Sunday 13 May 2018

Tears of My Mother


I have always made my mother cry - every time we say goodbye, on the few times I call online and on the very rare occasions when I go home.

She was 22 when her hands first held mine, I was 20 when I let them go. Whatever dreams she must have had before she had us, I never really knew. She became an adult at the same age when I had been at the prime of my youth. She was feeding babies when I was jet-setting all over Europe.

We were not well off, my parents are public school teachers who had to raise three children and the many younger siblings who relied on them. We grew up knowing what we could ask for and even then we felt that we had to work hard for them. But though we couldn't have everything we wanted, we had everything we needed. Because Mama always found a way.

I never really looked at Mama as a person behind the label of motherhood and I suspect that she has allowed herself to be defined by that too. I have only thought about the depths of her sacrifices and the strength of her purpose when I became a mother too, faced with the difficult task of balancing my love for myself and for my family, without losing myself in the process.

Of the many acts of love my mother showed me, the greatest had been at the moment I have let go of her hands.
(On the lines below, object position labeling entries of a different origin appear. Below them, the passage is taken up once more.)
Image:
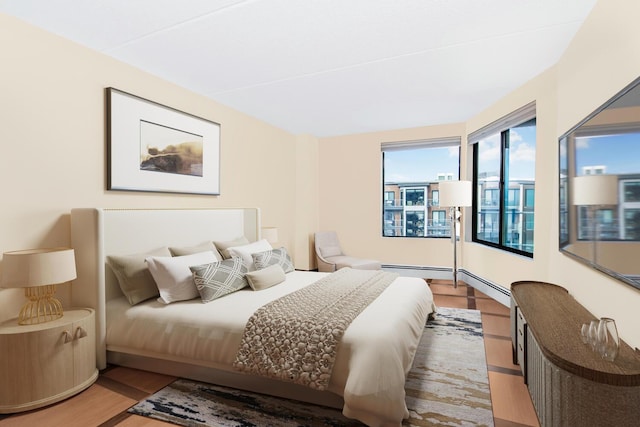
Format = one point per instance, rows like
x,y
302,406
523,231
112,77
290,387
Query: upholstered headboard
x,y
97,233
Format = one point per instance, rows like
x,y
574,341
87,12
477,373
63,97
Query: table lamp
x,y
594,191
38,271
455,194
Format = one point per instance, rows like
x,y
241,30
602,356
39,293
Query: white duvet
x,y
371,364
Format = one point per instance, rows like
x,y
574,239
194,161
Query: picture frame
x,y
156,148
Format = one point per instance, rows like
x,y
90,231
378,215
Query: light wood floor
x,y
104,404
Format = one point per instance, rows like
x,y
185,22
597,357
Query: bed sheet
x,y
372,361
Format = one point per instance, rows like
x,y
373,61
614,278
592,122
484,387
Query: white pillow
x,y
329,251
265,278
245,252
173,276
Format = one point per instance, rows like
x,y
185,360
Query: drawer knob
x,y
80,333
67,337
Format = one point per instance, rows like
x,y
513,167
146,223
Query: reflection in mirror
x,y
600,188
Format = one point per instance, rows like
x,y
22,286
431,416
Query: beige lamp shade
x,y
593,190
270,234
455,193
38,271
38,267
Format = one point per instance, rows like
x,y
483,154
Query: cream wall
x,y
602,59
52,135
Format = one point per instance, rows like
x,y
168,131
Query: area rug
x,y
447,386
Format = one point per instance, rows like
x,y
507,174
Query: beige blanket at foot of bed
x,y
296,337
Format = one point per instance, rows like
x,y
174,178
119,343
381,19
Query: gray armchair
x,y
330,257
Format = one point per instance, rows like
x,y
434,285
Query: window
x,y
504,182
411,171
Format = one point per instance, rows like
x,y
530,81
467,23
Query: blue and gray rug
x,y
447,386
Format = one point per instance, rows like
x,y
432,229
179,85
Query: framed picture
x,y
152,147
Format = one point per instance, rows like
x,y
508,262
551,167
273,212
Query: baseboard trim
x,y
493,290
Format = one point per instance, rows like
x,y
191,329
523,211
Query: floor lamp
x,y
594,191
454,195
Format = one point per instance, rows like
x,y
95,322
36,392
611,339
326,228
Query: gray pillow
x,y
134,278
275,256
219,278
265,278
223,246
190,250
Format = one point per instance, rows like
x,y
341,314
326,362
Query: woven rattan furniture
x,y
569,383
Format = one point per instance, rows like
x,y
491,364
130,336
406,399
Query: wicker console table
x,y
570,385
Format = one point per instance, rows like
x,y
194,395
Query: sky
x,y
619,153
420,165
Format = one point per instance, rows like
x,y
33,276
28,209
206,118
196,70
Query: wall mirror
x,y
600,188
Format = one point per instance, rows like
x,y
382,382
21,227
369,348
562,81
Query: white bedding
x,y
372,361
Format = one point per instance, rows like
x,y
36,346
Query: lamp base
x,y
42,306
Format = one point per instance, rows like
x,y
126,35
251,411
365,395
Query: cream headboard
x,y
97,233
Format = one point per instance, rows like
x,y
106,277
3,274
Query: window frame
x,y
501,127
427,206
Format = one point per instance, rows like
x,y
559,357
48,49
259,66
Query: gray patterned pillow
x,y
219,278
276,256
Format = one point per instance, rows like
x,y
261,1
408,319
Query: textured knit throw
x,y
295,338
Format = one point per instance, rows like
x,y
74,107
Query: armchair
x,y
329,255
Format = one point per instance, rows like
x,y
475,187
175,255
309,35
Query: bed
x,y
374,355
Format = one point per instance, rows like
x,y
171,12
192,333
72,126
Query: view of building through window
x,y
595,156
411,196
504,168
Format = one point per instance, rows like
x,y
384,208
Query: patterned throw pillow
x,y
276,256
219,278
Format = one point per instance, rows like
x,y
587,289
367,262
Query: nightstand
x,y
48,362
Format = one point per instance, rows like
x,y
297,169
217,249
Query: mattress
x,y
372,361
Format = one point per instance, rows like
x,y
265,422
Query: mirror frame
x,y
566,210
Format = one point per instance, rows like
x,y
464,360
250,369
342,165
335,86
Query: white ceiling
x,y
327,67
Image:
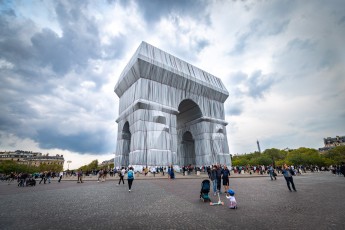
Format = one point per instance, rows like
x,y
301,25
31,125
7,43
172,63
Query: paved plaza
x,y
158,203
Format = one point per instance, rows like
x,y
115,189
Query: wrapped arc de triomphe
x,y
170,113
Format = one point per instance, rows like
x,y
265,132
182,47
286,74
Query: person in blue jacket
x,y
288,172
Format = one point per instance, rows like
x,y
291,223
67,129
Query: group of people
x,y
217,174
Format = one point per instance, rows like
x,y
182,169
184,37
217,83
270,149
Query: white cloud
x,y
281,61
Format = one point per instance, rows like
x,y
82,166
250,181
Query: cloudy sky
x,y
283,63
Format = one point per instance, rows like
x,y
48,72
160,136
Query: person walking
x,y
342,168
287,172
43,177
272,173
80,176
60,176
226,174
219,178
122,175
213,177
130,178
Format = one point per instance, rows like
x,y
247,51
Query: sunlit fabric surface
x,y
170,113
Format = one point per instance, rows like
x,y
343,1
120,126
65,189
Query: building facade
x,y
31,158
331,142
170,113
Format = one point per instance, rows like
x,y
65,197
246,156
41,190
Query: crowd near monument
x,y
170,113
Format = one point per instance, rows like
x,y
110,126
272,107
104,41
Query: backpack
x,y
130,174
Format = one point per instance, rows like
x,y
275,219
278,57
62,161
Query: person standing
x,y
80,176
60,176
219,178
130,178
287,172
226,174
122,174
43,177
272,173
213,177
172,173
342,168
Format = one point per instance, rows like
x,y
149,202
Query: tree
x,y
336,155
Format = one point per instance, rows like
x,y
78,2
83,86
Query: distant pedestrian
x,y
122,174
130,178
273,175
80,176
171,172
213,177
60,177
232,199
219,178
226,174
49,175
288,172
342,168
43,177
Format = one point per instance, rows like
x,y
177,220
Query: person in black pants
x,y
43,177
122,175
130,178
219,178
288,172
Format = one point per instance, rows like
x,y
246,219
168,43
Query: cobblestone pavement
x,y
175,204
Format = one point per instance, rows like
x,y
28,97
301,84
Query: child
x,y
232,200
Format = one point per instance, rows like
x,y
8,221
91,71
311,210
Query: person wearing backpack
x,y
288,173
130,178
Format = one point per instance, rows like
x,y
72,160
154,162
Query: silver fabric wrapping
x,y
170,113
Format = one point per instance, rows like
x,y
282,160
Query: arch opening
x,y
188,149
188,111
126,136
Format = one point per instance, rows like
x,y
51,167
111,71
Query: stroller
x,y
31,182
205,189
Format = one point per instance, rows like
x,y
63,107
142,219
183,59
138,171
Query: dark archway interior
x,y
188,149
126,136
188,111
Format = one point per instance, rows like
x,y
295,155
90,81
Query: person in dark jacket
x,y
342,168
288,172
219,178
213,177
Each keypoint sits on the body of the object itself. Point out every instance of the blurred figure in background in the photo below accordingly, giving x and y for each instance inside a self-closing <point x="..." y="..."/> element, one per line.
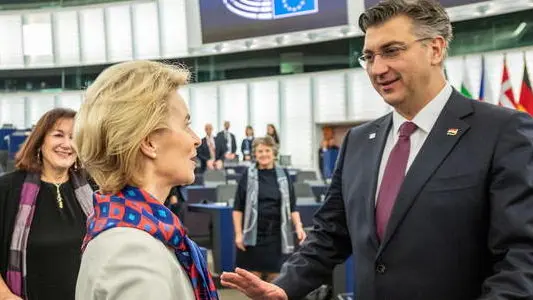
<point x="273" y="133"/>
<point x="247" y="142"/>
<point x="44" y="206"/>
<point x="262" y="213"/>
<point x="227" y="140"/>
<point x="210" y="152"/>
<point x="325" y="162"/>
<point x="135" y="139"/>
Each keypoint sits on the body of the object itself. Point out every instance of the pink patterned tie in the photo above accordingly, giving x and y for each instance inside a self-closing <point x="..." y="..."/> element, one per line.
<point x="393" y="177"/>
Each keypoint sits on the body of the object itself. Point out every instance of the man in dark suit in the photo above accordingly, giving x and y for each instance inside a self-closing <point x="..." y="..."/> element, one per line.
<point x="435" y="200"/>
<point x="227" y="140"/>
<point x="210" y="152"/>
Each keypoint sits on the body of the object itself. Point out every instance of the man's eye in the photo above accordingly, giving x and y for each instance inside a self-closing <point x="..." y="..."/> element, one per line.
<point x="392" y="51"/>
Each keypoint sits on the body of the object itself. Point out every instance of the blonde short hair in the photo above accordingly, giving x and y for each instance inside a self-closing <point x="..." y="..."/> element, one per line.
<point x="266" y="141"/>
<point x="126" y="103"/>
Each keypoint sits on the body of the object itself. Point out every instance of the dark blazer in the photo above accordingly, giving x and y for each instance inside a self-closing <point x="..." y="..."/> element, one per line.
<point x="246" y="145"/>
<point x="461" y="228"/>
<point x="203" y="154"/>
<point x="220" y="139"/>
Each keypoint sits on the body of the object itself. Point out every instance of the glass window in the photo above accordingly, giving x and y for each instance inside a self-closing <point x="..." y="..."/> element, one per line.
<point x="473" y="36"/>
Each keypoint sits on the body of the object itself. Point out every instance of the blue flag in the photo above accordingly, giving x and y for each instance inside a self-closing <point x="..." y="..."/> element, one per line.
<point x="291" y="8"/>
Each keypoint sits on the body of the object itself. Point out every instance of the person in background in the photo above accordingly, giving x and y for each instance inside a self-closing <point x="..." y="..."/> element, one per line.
<point x="273" y="133"/>
<point x="44" y="206"/>
<point x="176" y="202"/>
<point x="433" y="200"/>
<point x="263" y="211"/>
<point x="327" y="143"/>
<point x="226" y="139"/>
<point x="134" y="137"/>
<point x="247" y="142"/>
<point x="210" y="152"/>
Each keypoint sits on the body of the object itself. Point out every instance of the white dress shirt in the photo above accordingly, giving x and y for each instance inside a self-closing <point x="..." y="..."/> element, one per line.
<point x="424" y="120"/>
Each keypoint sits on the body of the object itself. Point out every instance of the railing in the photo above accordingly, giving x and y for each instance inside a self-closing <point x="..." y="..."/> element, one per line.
<point x="38" y="4"/>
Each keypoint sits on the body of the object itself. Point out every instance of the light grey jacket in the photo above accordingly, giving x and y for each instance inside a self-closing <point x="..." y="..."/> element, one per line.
<point x="130" y="264"/>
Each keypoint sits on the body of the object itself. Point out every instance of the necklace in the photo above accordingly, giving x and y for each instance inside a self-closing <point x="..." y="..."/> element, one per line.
<point x="59" y="198"/>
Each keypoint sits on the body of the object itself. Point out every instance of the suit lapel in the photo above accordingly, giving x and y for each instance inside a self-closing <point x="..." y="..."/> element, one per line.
<point x="375" y="145"/>
<point x="445" y="134"/>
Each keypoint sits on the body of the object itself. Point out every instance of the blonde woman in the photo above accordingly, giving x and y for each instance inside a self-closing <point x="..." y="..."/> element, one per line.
<point x="133" y="136"/>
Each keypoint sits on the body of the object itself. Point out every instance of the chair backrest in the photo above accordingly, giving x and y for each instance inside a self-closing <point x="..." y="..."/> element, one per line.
<point x="302" y="189"/>
<point x="214" y="176"/>
<point x="302" y="176"/>
<point x="226" y="192"/>
<point x="231" y="162"/>
<point x="305" y="200"/>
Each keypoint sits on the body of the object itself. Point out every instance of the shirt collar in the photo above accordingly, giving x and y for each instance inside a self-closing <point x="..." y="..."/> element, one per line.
<point x="427" y="116"/>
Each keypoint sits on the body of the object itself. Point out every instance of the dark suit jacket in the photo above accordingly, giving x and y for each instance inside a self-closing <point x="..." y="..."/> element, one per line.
<point x="462" y="225"/>
<point x="246" y="145"/>
<point x="221" y="140"/>
<point x="204" y="155"/>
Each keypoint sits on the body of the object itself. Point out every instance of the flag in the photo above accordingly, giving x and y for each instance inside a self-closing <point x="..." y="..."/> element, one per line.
<point x="506" y="93"/>
<point x="526" y="94"/>
<point x="291" y="8"/>
<point x="466" y="88"/>
<point x="482" y="88"/>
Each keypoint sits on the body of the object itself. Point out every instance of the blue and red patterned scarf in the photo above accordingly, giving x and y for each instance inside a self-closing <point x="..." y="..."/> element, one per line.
<point x="135" y="208"/>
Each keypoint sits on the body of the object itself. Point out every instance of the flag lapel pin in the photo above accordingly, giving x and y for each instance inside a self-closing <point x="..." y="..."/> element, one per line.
<point x="452" y="131"/>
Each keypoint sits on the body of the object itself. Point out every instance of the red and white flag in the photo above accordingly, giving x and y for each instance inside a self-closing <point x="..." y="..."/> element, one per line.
<point x="506" y="94"/>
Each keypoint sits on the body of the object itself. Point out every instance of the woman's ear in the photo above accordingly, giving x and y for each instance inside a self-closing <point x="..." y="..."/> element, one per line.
<point x="148" y="147"/>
It must have taken all the strength that she had then, not to hold me back, yet she did. And with that blessing, she had freed my wings. To chase after the dreams I have for myself, not for and because of others. To unburden myself of the responsibilities I should not take on. To embrace a life I have chosen for myself, even if it meant she wouldn't be part of it.

This Mother's Day is another excuse for Mama to cry, tears of longing but of pride and relief too, for her three (often ungrateful) children who have flown the nest. Because we are  happy and healthy and in places better than where we have started. And yet we know, though we seldom tell her, that her arms will always be the warmest and her love the fullest.